Atualizado: 18 de abr.



Um novo alvorecer no Oriente


Mesmo para um país de dimensões continentais como o Brasil, tudo que acontece fora dos nossos domínios nos afeta ou nos afetará de alguma forma. E isto vale tanto para a sociedade como para o indivíduo. Não importa se é na nossa vizinhança ou do outro lado do planeta, estamos todos conectados. Em "Asia's Cauldron: The South China Sea and the End of a Stable Pacific", Robert D. Kaplan, autor de vários livros, incluindo o famoso "The Revenge of Geography: What the Map Tells Us About Coming Conflicts and the Battle Against Fate", nos mostra, mais uma vez, que a geografia tem muito mais a nos dizer sobre nossa realidade e nosso futuro do que imaginamos. Ela nos ajuda a compreender as convulsões globais e o que está por vir para continentes e países ao redor do mundo.

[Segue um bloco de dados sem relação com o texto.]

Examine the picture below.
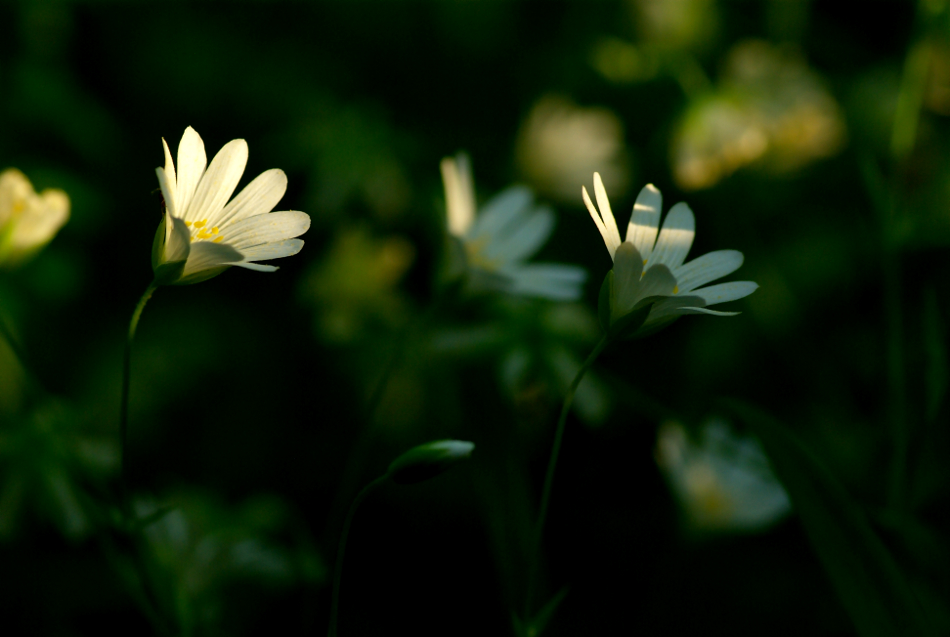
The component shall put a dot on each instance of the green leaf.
(936, 375)
(429, 460)
(863, 572)
(537, 625)
(603, 302)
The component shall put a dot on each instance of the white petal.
(258, 197)
(628, 266)
(191, 166)
(709, 267)
(275, 250)
(500, 211)
(642, 229)
(218, 183)
(168, 182)
(459, 194)
(522, 237)
(658, 281)
(547, 280)
(206, 256)
(675, 239)
(673, 306)
(260, 229)
(610, 223)
(725, 292)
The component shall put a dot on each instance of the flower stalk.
(534, 558)
(126, 379)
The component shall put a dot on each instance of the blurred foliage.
(816, 143)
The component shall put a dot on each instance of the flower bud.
(429, 460)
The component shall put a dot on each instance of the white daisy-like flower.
(28, 220)
(202, 234)
(650, 263)
(507, 230)
(723, 481)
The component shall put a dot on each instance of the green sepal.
(429, 460)
(603, 302)
(629, 324)
(169, 273)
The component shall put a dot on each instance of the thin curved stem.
(338, 567)
(126, 378)
(535, 557)
(359, 453)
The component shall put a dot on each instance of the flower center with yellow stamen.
(199, 231)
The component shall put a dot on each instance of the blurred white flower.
(560, 143)
(28, 221)
(508, 230)
(647, 265)
(202, 234)
(723, 482)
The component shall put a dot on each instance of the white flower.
(202, 234)
(722, 483)
(647, 265)
(508, 230)
(28, 221)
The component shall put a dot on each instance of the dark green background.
(236, 393)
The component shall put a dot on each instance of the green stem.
(338, 567)
(126, 378)
(356, 460)
(535, 556)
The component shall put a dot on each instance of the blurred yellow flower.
(769, 109)
(28, 221)
(355, 286)
(650, 263)
(201, 234)
(509, 229)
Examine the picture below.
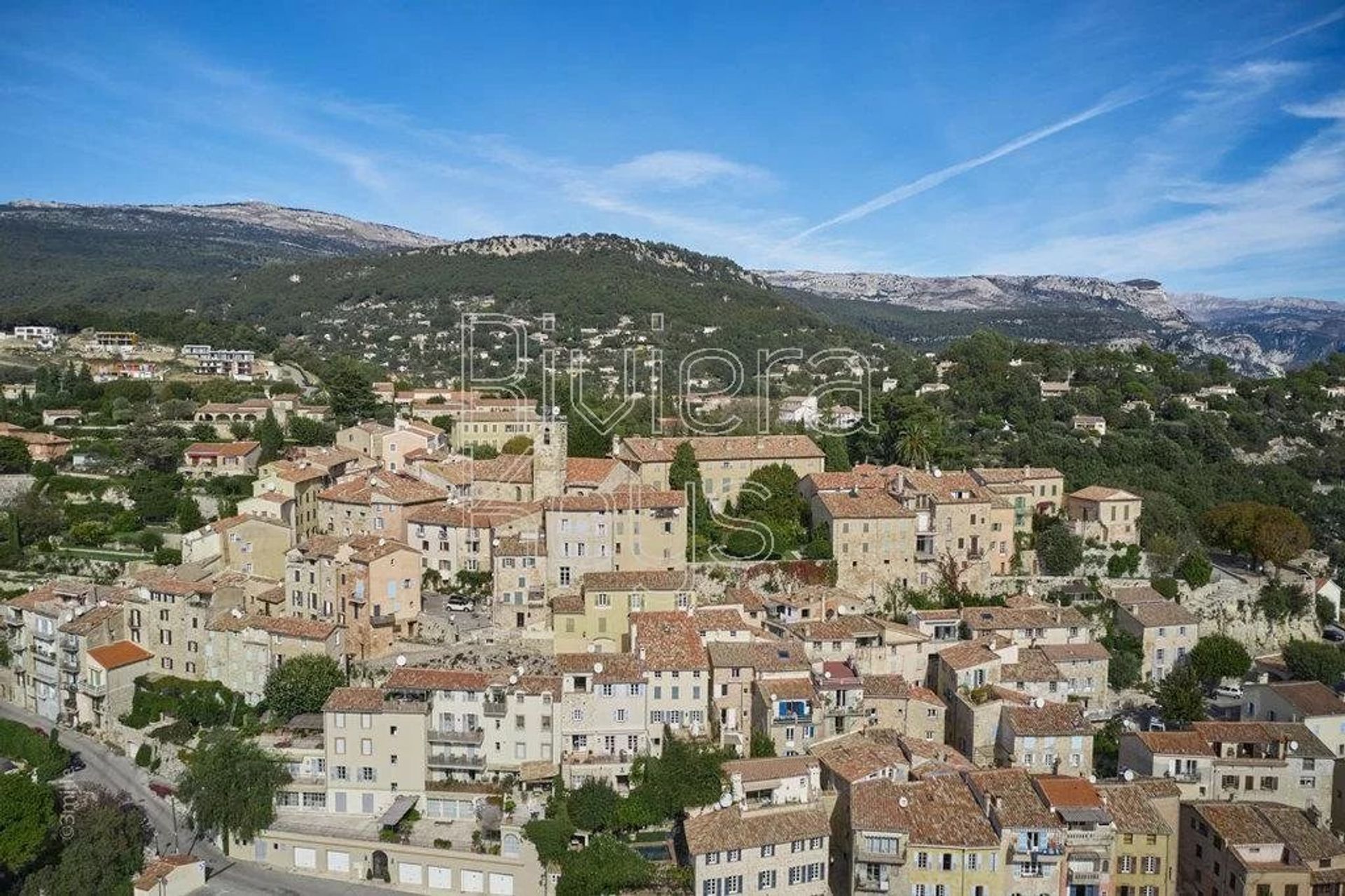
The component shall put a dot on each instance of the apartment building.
(244, 649)
(455, 539)
(603, 719)
(1105, 514)
(925, 839)
(520, 583)
(735, 669)
(736, 849)
(482, 723)
(725, 462)
(895, 704)
(1045, 738)
(1032, 839)
(242, 544)
(602, 616)
(677, 673)
(205, 459)
(1250, 760)
(1257, 848)
(368, 584)
(874, 645)
(1166, 630)
(288, 490)
(630, 529)
(377, 502)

Neste livro Kaplan analisa a geopolítica do Mar do Sul da China, ou Mar da China Meridional, parte do oceano Pacífico que compreende uma área que vai desde Cingapura até o estreito de Taiwan, totalizando cerca de 3.500.000 Km². Uma região onde vivem aproximadamente 2 bilhões de pessoas e é disputada, ilha a ilha, pelas nações que a circundam: Malásia, Cingapura, Brunei, Filipinas, Vietnam, China e Taiwan. Ao visitar cada um desses países e conversar com políticos, militares e locais, o autor nos mostra como a geografia de cada país, assim como seus aspectos culturais e históricos, tiveram influência sobre o desenvolvimento e o destino daqueles povos.


Figura 1. Mar da China e suas disputas territoriais


Crucial para as ambições chinesas e para a sobrevivência dos países da região, o Mar do Sul da China funciona como a garganta dos oceanos Pacífico Ocidental e Índico - uma massa de conexões estratégicas do ponto de vista econômico onde as rotas marítimas globais se aglutinam. Com uma das maiores taxas de desenvolvimento do mundo, movimenta cerca de 40% do comércio global - como dado ilustrativo, a porcentagem que o Mar do Sul da China representa para o comércio de Indonésia, Malásia, Coréia do Sul, Japão, Vietnã e Tailândia é de, respectivamente, 85%, 58%, 47%, 19%, 86% e 74% (CHINA POWER, 2017). Cientes dessa importância, seus países, em especial a China, têm investido maciçamente no aumento do poderio aéreo e naval nos últimos 20 anos. Para termos uma ideia do tamanho desse investimento, o poderio militar chinês chegou a tal ponto que sua marinha já superou a americana em tamanho.


Kaplan avalia que, num mundo multipolarizado do ponto de vista diplomático e econômico, a região também nos mostra como se parecerá a multipolaridade no sentido militar. Assim como o solo alemão constituiu a linha de frente da Guerra Fria, suas águas podem constituir a linha de frente militar das décadas vindouras. O Mar do Sul da China tornou-se o lugar onde a China poderá, um dia, confrontar seu poder com os Estados Unidos na Ásia, mas, por outro lado, é o equilíbrio de poder entre ela e os Estados Unidos que mantém Taiwan, Vietnã, Malásia, Filipinas, Indonésia e Cingapura livres. O que vai acontecer no futuro é uma incógnita, mas não podemos nos enganar que uma Ásia multipolar em termos militares seria uma Ásia dominada pela China, e o domínio chinês no continente seria muito diferente do domínio americano. Questões ideológicas a parte, é o equilíbrio de poder na região que dará o tom dos embates no futuro.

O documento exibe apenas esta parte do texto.